Custom translator model is generating additional/unnecessary characters
I have noticed an issue where the training mechanism seems to be adding unexpected characters to the test-output/trained model, but only for one of my models.
I have two separate Custom Models that I am training via Azure Translator.
One for each language (es-MX and fr-CA)
There are 3 documents I have prepared and provided in order to train each of these models:
- Human translated phrases from English to [target language]
- Vernacular Dictionary (Domain-specific phrases for Proper nouns commonly used throughout our system)
- Token-based Dictionary (Phrases throughout our website use tokens for singular/plural representations of commonly used Proper nouns as well as additional use cases where we do string-interpolation on portions of phrases that we translate.
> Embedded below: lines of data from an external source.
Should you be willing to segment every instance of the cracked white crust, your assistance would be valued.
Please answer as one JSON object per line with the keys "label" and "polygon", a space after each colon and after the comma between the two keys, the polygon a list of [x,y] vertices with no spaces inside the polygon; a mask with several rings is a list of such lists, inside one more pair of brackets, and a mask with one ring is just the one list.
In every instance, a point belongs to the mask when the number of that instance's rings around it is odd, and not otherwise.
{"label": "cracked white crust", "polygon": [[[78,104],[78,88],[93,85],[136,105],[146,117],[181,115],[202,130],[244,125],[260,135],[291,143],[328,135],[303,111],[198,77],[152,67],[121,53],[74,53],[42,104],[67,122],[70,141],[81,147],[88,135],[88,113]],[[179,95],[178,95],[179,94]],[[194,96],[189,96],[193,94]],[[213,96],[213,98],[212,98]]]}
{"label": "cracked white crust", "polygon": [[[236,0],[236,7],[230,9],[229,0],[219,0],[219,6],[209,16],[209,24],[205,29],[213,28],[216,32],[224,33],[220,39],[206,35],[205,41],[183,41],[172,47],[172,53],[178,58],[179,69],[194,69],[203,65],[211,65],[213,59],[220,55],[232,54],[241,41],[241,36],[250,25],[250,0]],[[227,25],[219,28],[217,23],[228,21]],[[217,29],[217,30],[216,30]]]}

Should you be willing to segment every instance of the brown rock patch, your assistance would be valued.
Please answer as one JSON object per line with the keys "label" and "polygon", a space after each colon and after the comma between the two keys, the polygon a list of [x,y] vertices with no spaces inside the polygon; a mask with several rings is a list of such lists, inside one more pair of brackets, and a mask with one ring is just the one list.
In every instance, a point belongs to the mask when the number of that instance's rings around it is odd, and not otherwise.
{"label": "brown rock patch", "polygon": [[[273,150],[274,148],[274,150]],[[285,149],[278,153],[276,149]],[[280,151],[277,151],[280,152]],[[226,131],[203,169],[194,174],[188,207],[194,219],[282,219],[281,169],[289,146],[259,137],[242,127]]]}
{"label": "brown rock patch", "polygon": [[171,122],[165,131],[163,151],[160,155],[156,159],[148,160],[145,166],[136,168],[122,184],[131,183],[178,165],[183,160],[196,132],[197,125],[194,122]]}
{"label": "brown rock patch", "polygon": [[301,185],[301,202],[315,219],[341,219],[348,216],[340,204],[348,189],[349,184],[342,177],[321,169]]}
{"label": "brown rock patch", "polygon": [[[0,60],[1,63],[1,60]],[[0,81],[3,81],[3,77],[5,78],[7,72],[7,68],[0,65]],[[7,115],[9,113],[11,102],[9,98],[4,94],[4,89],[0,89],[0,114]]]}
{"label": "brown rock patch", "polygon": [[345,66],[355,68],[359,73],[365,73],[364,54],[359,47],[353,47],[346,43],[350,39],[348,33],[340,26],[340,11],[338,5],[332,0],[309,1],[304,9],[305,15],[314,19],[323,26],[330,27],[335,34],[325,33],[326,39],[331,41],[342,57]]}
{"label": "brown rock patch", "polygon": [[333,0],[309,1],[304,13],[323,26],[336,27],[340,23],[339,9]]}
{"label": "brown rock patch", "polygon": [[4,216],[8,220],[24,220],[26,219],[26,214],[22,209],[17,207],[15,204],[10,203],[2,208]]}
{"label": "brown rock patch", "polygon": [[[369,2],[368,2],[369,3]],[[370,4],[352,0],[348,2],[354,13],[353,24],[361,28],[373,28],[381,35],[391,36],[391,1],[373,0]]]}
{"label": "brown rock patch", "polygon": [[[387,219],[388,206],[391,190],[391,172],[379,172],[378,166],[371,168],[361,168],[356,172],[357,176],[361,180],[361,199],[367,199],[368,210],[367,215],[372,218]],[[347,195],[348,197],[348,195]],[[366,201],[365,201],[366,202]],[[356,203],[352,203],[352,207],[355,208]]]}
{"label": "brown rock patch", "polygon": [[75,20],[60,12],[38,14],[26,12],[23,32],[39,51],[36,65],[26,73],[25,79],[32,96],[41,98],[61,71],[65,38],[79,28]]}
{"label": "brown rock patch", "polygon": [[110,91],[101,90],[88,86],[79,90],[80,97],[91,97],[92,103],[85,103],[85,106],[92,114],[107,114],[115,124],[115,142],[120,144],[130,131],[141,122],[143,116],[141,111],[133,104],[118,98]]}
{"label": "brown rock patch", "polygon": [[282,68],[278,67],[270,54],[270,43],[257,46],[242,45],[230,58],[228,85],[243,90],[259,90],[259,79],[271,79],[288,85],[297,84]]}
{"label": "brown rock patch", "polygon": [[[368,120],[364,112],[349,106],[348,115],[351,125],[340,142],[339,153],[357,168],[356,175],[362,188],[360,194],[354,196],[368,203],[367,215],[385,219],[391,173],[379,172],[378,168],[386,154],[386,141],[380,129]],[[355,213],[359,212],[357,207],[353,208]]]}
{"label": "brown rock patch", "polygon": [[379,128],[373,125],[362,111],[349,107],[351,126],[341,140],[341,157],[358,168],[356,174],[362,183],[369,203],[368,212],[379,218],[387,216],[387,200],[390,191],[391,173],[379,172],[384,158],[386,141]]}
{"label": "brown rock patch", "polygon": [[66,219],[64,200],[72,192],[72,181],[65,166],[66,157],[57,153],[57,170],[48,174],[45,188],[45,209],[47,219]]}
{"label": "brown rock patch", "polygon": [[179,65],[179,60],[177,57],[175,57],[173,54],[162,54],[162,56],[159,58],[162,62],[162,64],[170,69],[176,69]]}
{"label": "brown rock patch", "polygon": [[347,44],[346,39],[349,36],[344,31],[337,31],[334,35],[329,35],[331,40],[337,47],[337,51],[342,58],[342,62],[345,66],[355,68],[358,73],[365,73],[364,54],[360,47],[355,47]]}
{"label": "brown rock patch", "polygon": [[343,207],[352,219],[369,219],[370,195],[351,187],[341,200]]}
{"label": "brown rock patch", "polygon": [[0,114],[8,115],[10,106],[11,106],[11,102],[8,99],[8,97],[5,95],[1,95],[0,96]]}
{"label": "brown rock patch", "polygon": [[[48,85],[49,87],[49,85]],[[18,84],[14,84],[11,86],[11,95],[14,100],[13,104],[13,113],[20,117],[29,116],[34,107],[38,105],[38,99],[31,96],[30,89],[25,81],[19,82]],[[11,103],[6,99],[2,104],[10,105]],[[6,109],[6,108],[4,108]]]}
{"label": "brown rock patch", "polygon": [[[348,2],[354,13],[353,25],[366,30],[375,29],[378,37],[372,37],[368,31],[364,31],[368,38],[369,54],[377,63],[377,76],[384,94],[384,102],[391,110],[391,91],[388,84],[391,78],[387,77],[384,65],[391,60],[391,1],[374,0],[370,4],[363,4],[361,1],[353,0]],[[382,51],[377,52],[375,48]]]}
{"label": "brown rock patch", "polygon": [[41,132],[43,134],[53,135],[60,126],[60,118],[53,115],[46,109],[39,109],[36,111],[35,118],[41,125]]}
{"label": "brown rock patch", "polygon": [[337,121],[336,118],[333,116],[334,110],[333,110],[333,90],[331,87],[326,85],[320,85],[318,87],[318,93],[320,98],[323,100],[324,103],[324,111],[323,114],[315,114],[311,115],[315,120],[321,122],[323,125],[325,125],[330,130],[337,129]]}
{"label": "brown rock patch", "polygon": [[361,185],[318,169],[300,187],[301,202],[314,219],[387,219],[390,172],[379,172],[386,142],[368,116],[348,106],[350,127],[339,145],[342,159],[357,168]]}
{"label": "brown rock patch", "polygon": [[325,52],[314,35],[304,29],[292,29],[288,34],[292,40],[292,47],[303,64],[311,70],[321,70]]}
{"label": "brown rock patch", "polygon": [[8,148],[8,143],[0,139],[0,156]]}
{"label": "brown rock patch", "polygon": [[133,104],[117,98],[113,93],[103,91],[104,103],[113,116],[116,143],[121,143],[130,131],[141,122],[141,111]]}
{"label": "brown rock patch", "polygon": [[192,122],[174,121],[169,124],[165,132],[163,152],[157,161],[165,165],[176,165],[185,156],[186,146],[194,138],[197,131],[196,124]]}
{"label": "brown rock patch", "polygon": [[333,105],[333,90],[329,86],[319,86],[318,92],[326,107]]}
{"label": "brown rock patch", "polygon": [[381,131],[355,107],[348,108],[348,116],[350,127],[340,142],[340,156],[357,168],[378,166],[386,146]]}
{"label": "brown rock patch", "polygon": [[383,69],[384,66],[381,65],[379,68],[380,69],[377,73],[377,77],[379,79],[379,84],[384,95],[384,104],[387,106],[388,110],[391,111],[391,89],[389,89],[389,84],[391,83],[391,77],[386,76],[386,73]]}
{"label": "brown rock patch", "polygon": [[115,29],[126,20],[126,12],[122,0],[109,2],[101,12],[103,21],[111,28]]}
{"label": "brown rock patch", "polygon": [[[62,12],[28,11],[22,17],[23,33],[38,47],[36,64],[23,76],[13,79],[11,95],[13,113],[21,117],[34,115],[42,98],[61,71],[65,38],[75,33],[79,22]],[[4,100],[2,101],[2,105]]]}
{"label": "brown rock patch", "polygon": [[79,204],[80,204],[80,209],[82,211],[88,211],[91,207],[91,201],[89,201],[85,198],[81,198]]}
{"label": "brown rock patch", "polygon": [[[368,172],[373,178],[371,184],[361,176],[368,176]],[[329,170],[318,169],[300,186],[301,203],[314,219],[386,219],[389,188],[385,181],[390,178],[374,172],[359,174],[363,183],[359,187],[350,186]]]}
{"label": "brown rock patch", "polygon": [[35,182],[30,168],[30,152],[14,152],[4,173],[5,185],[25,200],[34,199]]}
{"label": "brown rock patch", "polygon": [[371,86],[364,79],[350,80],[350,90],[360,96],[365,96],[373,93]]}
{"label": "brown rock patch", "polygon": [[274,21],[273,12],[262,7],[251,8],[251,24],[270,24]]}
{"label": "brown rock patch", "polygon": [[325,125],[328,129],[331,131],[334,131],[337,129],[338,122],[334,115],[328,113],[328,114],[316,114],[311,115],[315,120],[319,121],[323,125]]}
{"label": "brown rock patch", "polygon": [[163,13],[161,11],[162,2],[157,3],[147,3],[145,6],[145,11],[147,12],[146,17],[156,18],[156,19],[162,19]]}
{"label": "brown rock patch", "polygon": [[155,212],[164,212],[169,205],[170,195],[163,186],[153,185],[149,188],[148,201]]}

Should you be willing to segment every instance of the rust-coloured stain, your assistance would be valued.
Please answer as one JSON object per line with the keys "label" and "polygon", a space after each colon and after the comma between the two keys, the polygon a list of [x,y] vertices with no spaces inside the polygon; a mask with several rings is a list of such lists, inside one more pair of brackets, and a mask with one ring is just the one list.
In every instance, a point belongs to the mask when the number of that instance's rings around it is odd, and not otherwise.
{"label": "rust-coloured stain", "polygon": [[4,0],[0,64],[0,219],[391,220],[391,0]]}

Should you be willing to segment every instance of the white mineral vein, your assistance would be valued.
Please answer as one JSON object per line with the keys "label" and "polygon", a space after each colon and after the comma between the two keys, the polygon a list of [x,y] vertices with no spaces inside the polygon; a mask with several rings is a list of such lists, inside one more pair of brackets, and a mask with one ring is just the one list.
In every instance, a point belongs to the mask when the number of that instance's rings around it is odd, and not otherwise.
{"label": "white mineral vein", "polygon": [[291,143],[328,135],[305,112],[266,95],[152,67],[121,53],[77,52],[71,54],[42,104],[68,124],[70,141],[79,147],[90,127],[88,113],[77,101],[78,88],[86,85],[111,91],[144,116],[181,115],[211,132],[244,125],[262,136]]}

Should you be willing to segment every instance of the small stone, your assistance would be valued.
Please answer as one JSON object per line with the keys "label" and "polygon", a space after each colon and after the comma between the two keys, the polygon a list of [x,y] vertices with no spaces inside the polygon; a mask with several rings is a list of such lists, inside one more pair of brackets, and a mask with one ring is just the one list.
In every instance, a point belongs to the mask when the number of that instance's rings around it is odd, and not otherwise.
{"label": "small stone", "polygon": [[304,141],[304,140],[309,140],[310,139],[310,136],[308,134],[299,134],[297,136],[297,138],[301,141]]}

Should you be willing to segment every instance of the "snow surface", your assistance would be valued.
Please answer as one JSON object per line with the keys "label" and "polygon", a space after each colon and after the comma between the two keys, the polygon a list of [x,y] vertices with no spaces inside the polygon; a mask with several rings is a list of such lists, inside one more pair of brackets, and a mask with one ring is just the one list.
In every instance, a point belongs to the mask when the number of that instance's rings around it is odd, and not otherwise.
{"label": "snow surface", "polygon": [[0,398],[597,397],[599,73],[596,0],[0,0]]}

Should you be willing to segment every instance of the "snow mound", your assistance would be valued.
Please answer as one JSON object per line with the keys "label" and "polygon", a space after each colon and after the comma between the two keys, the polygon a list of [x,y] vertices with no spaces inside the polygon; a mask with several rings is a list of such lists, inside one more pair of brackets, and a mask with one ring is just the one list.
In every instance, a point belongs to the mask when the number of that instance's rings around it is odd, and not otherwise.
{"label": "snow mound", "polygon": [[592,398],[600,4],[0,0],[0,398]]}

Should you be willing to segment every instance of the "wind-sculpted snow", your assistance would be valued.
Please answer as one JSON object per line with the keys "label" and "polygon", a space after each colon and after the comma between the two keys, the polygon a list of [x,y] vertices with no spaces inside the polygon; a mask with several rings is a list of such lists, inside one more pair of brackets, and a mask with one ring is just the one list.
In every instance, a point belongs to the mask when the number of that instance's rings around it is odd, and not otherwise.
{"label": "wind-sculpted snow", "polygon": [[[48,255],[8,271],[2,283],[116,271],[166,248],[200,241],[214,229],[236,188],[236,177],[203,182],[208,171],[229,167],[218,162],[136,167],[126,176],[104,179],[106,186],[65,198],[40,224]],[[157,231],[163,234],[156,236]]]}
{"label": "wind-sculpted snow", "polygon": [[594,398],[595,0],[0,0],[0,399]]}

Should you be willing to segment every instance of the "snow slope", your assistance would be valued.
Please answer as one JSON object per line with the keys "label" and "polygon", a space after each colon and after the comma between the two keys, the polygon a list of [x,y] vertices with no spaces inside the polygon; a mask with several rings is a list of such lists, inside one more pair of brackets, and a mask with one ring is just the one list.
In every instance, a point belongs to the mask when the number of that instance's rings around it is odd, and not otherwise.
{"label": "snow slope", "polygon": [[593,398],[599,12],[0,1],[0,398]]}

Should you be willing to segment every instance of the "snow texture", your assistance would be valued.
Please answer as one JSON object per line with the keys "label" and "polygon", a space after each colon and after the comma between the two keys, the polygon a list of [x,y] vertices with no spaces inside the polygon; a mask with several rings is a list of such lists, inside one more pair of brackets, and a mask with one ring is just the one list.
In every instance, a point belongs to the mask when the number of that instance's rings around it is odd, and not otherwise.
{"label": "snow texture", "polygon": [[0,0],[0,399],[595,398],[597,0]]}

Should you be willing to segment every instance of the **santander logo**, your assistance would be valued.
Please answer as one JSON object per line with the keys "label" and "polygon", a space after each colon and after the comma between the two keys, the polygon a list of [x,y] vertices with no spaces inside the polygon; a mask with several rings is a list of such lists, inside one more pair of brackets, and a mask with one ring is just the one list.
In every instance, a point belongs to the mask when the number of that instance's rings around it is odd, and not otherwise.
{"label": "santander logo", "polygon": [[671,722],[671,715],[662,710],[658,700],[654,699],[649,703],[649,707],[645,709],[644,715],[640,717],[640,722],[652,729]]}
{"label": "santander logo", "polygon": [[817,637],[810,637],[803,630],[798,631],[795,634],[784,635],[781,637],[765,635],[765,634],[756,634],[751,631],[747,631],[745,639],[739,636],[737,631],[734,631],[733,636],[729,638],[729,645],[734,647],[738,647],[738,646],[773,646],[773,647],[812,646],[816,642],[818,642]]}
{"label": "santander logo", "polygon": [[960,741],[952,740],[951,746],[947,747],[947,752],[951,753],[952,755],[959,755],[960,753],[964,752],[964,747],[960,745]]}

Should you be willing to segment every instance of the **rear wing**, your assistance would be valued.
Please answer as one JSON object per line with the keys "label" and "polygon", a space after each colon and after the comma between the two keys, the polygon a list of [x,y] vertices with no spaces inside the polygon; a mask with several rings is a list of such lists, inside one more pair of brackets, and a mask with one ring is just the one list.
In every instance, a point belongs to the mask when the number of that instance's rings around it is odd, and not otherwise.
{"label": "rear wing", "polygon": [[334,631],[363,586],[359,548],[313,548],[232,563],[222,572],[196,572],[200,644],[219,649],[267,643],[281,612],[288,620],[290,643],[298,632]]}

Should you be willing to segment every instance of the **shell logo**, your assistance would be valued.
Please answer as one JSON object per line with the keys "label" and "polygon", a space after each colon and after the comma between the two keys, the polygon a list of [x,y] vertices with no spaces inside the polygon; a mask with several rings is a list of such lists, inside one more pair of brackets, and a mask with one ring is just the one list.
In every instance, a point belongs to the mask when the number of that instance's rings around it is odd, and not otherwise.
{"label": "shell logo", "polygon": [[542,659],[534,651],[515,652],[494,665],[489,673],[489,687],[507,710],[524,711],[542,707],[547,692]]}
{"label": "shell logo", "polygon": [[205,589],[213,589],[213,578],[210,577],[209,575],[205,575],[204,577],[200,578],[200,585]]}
- For example: "There are {0} course(s) in this Curriculum" or "You have {submissionCount} submissions available for review"
- We do not want to translate these place holders annotated within these brackets (or similar ones), so these have been defined within said-dictionary
- For example: "There are {0} course(s) in this Curriculum" or "You have {submissionCount} submissions available for review"
The Spanish model seems to be correct every time and I have no issues when training/translating tokens as needed.
The French model however, provides output like this in both the Test output and the translations I request via the model's API call.
Instead of obtaining the representation in French for these sentences:
"There are {0} course(s) in this Curriculum" or "You have {submissionCount}"
They wind up with an extra curly brace for the tokens like this:
"There are {{0} course(s) in this Curriculum" or "You have {{submissionCount}"
Please Advise